V.M. : On ne procède pas en faisant des essais mais par des rencontres. On cherche plutôt une présence, si elle était avec nous, si le projet lui plaît. On n’est pas tout à fait dans un registre théâtral habituel. On a répété sur un temps très court, quinze jours. L’enjeu n’est pas l’interprétation, mais que les personnes sur scène soient le plus proche possible de ce qu’elles sont dans la vie.
Et cependant, ils doivent apprendre un texte ?
V.M. : Il faut qu’ils l’oublient de manière à ne surtout pas jouer. Comme chacun s’exprime dans sa langue, et qu’ils ne voient pas les sous-titres projetés derrière eux, ils ont très peu de repères pour savoir quand ils doivent prendre la parole. Répondre au bon moment à quelqu’un qu’on ne comprend pas suppose une hyper concentration.
Ce spectacle international va-t-il tourner ?
M.E.K. : C’est vrai qu’on a choisi le pire moment pour notre premier spectacle international ! Mais oui, et autant que possible, on tente à chaque fois d’intégrer un nouveau gardien qui travaille dans le lieu où l’on joue, au Prado à Madrid, au Maxxi à Rome. C’est un genre de bonus. Sans que le spectacle ne devienne de plus en plus long.

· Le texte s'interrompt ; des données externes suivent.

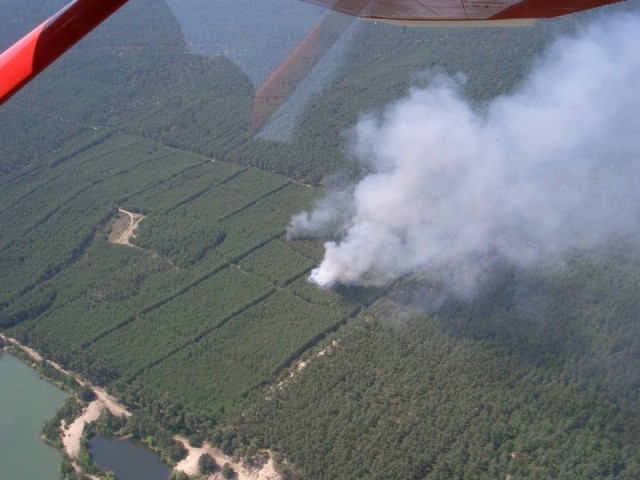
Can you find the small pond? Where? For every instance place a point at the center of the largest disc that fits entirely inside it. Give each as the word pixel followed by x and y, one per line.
pixel 127 460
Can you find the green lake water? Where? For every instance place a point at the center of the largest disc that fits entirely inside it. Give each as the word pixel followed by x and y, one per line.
pixel 27 402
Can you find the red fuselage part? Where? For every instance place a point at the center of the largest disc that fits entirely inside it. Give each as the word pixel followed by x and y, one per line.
pixel 39 48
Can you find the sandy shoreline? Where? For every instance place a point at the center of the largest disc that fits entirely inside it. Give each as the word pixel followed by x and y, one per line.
pixel 72 433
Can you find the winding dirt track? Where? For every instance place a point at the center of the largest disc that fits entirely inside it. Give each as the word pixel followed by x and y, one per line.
pixel 124 227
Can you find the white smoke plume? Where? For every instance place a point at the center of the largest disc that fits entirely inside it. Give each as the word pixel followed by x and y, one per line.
pixel 551 167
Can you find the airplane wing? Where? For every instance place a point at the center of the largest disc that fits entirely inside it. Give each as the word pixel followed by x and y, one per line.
pixel 466 12
pixel 38 49
pixel 43 45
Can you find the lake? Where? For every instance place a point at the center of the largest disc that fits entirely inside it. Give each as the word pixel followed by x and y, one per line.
pixel 27 403
pixel 128 460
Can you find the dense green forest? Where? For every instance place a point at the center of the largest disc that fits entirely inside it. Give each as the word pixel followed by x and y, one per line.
pixel 207 326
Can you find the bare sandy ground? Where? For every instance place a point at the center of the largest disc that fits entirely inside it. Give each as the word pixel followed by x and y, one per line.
pixel 72 433
pixel 123 228
pixel 189 465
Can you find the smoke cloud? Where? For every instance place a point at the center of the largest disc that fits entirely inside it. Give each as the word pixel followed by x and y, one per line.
pixel 455 188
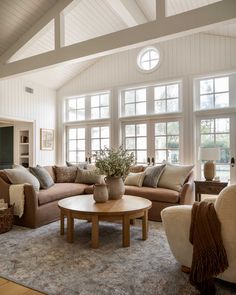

V.M. : C’est fragile ! A Lausanne, on avait rencontré une gardienne formidable, mais elle vient de renoncer. Il y aura fatalement du mouvement car les gens doivent demander des disponibilités à leur employeur, les étudiants reprennent leurs études, etc. Ce qui m’étonne, c’est qu’en dépit des reports, on n’ait pas eu plus de désistements. Jean-Paul, le gardien de nuit, est à la retraite, ce qui nous a permis d’être plus proches d’un itinéraire biographique, car il est moins susceptible de disparaître du spectacle. Il a vraiment constitué des collections et il était très proche des artistes exposés, à Nantes.
Valérie Mréjen vient de faire paraître une monographie (1), et la Bibliothèque publique d’information (2) organise une rétrospective de votre travail, Mohamed El Khatib. Qu’avez-vous découvert dans cette cartographie ?
M.E.K. : C’est amusant et inquiétant de regarder si tôt derrière soi. Je ne m’y attendais pas bien que ça saute aux yeux, mais je me suis aperçue que j’étais obsédé par le deuil. Depuis Mourir en beauté en 2010, ce leitmotiv revient, jusqu’à la boule à neige que je vois comme un cercueil. A Beaubourg, plutôt qu’une reprise des pièces, il y aura notamment une soirée dédiée à la vie des objets quand plus rien ne vous arrime, et que vous n’avez plus de toit. Ce qui repose la question de la valeur et du goût.
Allez-vous continuer à travailler ensemble ?
M.E.K. : Oui, car jamais l’expression «écriture à quatre mains» n’a été aussi juste qu’avec Valérie. D’habitude, «travailler ensemble» consiste à se partager les tâches. Avec Valérie, de l’écriture à la mise en scène, on a vraiment tout fait ensemble.
V.M. : On va ouvrir un centre d’art dans un Ehpad à Chambéry, le LBO. Le principe est que le centre d’art fasse vraiment partie de la résidence et que chaque artiste y passe beaucoup de temps. On a aussi le projet d’une création théâtrale pour les enfants.
(1) Palais des glaces, catalogue monographique de Valérie Mréjen, textes de Thomas Clerc, Bertrand Schefer, Laurent Mauvignier, aux éditions Manuella
(2) Les mondes de Mohamed El Khatib du 15 au 30 septembre.